27% of patient sitters in Belarus reported a bonus of some kind in the past twelve months. That makes a patient sitter a low-bonus role overall, which is useful context when you're weighing up a job offer where the base is below market.

Among those who did receive a bonus, the size of the payment varied substantially. Reported bonuses ranged from 0% to 4% of base salary. The remaining 73% of patient sitters reported no bonus at all over the same period.

Which careers pay bonuses in Belarus

Revenue-facing roles tend to pay the biggest bonuses. Operational and support roles tend toward smaller, more predictable ones.

  • Finance
  • Architecture
  • Sales
  • Business Development
  • Marketing / Advertising
  • Information Technology
  • Healthcare
  • Insurance
  • Customer Service
  • Human Resources
  • Construction
  • Transport
  • Hospitality

Patient sitter: public vs private sector pay

Public-sector pay in Belarus is about 13% more than private-sector pay for similar work. The private sector typically offers stronger upside and bigger bonuses; the public sector typically offers better benefits and stability.

Public vs private pay gap

11%

Public-sector workers earn this much more than private-sector workers in Belarus on average.

Public sector 36,020 BYN
Private sector 31,980 BYN

Patient sitter salary by city in Belarus

Patient sitter pay is not even across Belarus. The chart below shows the highest-paying cities in the dataset, followed by the full location table.

  • Minsk
  • Vitebsk
  • Babruysk
  • Mogilev
  • Baranovichi
  • Brest
LocationTypeAverageMedianRange
MinskCity23,660 BYN22,420 BYN13,700-37,620 BYN
VitebskCity23,080 BYN24,720 BYN12,520-40,140 BYN
BabruyskCity22,540 BYN22,540 BYN12,760-35,300 BYN
MogilevCity22,340 BYN24,860 BYN10,220-37,380 BYN
BaranovichiCity20,940 BYN19,380 BYN9,960-32,200 BYN
BrestCity20,460 BYN22,540 BYN12,300-35,300 BYN


Patient Sitter in Belarus: FAQs

  • How much does a patient sitter make per month in Belarus?

    A patient sitter in Belarus earns about 1,661 BYN a month before tax, based on an annual average of 19,940 BYN.

  • What's the salary range for a patient sitter in Belarus?

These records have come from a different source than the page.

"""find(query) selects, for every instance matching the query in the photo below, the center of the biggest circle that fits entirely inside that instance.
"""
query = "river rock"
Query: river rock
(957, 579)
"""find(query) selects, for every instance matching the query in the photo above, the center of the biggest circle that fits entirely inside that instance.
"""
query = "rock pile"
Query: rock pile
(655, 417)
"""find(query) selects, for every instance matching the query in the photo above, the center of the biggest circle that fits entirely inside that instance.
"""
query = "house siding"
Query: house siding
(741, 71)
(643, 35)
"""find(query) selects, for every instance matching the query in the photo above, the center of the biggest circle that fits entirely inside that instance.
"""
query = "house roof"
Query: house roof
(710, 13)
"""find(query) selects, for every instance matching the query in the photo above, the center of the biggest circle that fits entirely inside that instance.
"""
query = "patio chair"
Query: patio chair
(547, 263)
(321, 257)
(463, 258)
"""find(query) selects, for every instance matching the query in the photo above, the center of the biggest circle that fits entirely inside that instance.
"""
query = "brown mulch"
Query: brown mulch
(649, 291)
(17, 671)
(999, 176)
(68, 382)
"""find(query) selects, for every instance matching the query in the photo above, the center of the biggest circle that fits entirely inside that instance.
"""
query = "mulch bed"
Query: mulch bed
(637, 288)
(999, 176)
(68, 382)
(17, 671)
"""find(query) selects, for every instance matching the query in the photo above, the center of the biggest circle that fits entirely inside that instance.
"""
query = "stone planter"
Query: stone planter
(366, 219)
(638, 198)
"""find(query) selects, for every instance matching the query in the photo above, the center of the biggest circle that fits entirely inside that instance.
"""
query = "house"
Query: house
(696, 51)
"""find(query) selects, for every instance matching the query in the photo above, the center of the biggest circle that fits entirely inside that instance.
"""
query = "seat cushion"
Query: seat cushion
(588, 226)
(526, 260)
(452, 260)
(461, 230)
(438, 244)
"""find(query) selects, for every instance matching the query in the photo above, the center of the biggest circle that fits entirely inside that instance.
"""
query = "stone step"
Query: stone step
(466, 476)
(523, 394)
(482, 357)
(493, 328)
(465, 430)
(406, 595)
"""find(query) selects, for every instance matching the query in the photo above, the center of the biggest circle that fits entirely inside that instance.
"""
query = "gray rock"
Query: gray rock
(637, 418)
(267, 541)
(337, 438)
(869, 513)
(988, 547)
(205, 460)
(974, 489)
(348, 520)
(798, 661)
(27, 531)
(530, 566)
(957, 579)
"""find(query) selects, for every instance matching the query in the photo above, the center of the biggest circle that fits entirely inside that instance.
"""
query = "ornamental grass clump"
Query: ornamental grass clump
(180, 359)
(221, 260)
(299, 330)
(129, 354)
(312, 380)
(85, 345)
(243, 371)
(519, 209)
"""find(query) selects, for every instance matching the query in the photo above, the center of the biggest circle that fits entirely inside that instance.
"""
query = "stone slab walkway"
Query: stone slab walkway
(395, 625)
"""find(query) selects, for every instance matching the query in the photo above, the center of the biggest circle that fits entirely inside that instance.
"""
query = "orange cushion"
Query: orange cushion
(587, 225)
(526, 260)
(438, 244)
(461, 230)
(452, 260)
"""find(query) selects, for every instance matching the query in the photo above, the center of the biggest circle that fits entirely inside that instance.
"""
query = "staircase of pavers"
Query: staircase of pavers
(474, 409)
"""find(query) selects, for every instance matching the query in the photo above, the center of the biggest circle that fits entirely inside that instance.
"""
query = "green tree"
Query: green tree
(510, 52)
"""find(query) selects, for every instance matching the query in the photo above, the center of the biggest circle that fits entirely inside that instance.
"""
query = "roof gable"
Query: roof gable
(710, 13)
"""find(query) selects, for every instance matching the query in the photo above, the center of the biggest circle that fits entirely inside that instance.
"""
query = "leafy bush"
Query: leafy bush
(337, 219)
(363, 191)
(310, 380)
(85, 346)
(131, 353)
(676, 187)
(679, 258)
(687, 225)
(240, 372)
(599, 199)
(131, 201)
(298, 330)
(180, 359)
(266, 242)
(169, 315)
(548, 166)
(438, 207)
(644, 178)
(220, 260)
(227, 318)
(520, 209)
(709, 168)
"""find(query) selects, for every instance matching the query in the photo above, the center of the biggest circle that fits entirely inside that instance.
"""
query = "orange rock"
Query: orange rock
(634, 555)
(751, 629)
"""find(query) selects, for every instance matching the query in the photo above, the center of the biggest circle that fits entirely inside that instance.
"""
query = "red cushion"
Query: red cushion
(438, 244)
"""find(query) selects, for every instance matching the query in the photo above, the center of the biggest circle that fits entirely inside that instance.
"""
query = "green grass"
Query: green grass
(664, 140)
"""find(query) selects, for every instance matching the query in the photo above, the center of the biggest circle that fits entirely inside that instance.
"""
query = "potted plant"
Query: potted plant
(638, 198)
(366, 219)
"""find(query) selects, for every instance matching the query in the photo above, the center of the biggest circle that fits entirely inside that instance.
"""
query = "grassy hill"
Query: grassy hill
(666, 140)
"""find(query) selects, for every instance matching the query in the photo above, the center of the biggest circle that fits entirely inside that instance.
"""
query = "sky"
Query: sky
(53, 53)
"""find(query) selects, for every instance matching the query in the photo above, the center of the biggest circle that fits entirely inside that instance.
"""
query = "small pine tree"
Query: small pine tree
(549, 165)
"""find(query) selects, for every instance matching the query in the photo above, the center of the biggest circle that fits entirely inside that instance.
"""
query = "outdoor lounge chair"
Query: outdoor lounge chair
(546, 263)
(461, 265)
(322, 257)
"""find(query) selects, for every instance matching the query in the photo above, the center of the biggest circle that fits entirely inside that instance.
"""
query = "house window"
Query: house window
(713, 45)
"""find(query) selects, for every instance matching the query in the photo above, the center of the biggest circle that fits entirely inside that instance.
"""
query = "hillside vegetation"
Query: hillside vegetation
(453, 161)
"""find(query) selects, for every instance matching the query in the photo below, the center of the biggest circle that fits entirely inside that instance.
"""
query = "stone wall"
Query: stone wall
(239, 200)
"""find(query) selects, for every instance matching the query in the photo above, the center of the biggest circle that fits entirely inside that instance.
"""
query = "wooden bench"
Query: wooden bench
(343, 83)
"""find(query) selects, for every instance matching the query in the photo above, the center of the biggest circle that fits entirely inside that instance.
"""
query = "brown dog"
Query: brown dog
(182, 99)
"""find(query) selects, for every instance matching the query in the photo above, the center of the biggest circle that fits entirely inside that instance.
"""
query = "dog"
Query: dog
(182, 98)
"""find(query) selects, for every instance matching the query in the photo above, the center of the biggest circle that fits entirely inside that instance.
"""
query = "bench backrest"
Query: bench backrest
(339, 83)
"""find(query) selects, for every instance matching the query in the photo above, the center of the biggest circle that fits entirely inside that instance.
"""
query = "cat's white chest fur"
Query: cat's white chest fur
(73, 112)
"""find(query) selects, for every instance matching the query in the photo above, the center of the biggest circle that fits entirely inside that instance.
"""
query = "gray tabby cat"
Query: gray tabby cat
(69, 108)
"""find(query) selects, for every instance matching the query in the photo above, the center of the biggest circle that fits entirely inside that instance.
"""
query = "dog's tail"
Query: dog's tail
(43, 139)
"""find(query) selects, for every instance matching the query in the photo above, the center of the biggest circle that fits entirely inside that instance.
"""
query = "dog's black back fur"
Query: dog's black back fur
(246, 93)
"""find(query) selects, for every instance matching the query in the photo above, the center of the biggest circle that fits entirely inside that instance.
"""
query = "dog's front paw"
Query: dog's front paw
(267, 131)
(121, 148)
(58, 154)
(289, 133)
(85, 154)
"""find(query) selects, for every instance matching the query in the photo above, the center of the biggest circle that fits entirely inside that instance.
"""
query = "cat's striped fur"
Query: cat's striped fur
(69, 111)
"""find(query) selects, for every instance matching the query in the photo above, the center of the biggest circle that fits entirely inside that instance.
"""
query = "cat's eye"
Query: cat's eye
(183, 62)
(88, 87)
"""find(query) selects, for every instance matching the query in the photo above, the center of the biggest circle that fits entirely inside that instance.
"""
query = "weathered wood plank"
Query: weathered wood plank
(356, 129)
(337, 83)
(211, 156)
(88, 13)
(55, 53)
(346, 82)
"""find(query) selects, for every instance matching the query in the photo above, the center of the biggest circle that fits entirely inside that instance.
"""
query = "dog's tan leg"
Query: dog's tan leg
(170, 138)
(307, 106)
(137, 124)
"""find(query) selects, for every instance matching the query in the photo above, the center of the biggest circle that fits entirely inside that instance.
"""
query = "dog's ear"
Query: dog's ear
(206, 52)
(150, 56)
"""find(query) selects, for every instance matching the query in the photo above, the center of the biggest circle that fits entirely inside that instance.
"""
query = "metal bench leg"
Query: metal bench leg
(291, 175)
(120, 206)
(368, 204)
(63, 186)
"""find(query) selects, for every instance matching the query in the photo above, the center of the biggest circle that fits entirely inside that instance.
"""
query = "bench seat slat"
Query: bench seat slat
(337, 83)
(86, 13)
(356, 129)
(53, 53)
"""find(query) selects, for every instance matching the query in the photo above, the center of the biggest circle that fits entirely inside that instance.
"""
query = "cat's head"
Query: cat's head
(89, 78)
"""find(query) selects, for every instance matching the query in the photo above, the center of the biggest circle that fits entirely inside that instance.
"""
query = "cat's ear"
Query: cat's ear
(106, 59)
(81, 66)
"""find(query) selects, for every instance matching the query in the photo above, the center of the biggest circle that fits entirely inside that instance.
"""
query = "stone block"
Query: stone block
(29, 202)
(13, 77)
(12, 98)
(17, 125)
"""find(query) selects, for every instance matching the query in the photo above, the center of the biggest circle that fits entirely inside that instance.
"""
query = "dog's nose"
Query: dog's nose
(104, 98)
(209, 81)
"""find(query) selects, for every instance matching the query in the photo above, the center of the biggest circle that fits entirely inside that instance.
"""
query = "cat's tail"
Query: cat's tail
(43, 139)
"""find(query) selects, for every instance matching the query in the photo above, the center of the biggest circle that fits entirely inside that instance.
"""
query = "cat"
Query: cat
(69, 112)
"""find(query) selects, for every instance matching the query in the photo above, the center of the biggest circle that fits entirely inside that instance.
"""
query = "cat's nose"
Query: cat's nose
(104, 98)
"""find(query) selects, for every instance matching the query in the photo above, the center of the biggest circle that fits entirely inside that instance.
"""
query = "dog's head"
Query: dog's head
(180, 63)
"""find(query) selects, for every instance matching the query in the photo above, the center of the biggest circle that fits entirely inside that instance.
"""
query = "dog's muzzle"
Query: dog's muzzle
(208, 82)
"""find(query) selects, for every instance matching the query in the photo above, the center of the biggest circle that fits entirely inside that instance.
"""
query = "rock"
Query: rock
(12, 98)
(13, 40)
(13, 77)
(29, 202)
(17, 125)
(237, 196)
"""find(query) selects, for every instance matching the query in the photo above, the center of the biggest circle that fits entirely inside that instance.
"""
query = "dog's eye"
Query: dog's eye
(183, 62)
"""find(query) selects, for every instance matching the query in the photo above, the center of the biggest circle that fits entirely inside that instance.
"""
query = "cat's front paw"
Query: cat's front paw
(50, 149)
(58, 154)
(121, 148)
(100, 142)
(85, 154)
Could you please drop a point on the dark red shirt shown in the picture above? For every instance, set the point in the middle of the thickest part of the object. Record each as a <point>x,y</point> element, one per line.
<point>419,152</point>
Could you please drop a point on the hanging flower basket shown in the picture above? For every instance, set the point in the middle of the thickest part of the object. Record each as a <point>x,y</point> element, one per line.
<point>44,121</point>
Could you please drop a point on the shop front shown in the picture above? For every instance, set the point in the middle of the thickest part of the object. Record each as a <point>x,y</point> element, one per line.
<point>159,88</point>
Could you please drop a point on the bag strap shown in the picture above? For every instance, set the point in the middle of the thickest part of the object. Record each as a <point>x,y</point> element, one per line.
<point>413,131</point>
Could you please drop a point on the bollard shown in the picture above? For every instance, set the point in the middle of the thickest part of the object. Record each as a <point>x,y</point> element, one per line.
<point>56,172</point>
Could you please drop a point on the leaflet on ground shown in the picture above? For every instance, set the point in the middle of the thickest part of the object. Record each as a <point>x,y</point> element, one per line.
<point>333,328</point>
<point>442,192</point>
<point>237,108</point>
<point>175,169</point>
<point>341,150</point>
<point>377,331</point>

    Entry-level patient sitters in Belarus start near 9,740 BYN. Top-end pay reaches around 33,520 BYN. The middle 50% of earners sit between 15,880 and 31,540 BYN.

  • Is the median patient sitter salary in Belarus higher or lower than the average?

    The median is 21,980 BYN, higher than the average of 19,940 BYN. Half of patient sitters in Belarus earn below the median, half earn above it.

  • What's the gender pay gap for patient sitters in Belarus?

    Men working as a patient sitter in Belarus earn around 4% more than women on average (21,560 vs 20,760 BYN a year).

  • Do patient sitters in Belarus get bonuses?

    About 27% of patient sitters in Belarus reported a bonus in the past 12 months. Reported bonuses ranged from 0% to 4% of base salary.

  • Do patient sitters earn more in the public or private sector in Belarus?

    In Belarus, the public sector pays a patient sitter about 13% more on average. Public-sector pay tends to be steadier; private-sector pay tends to offer bigger upside.

  • How often do patient sitters in Belarus get a pay raise?

    A patient sitter in Belarus sees a raise of around 10% every 19 months, equivalent to roughly 6% a year.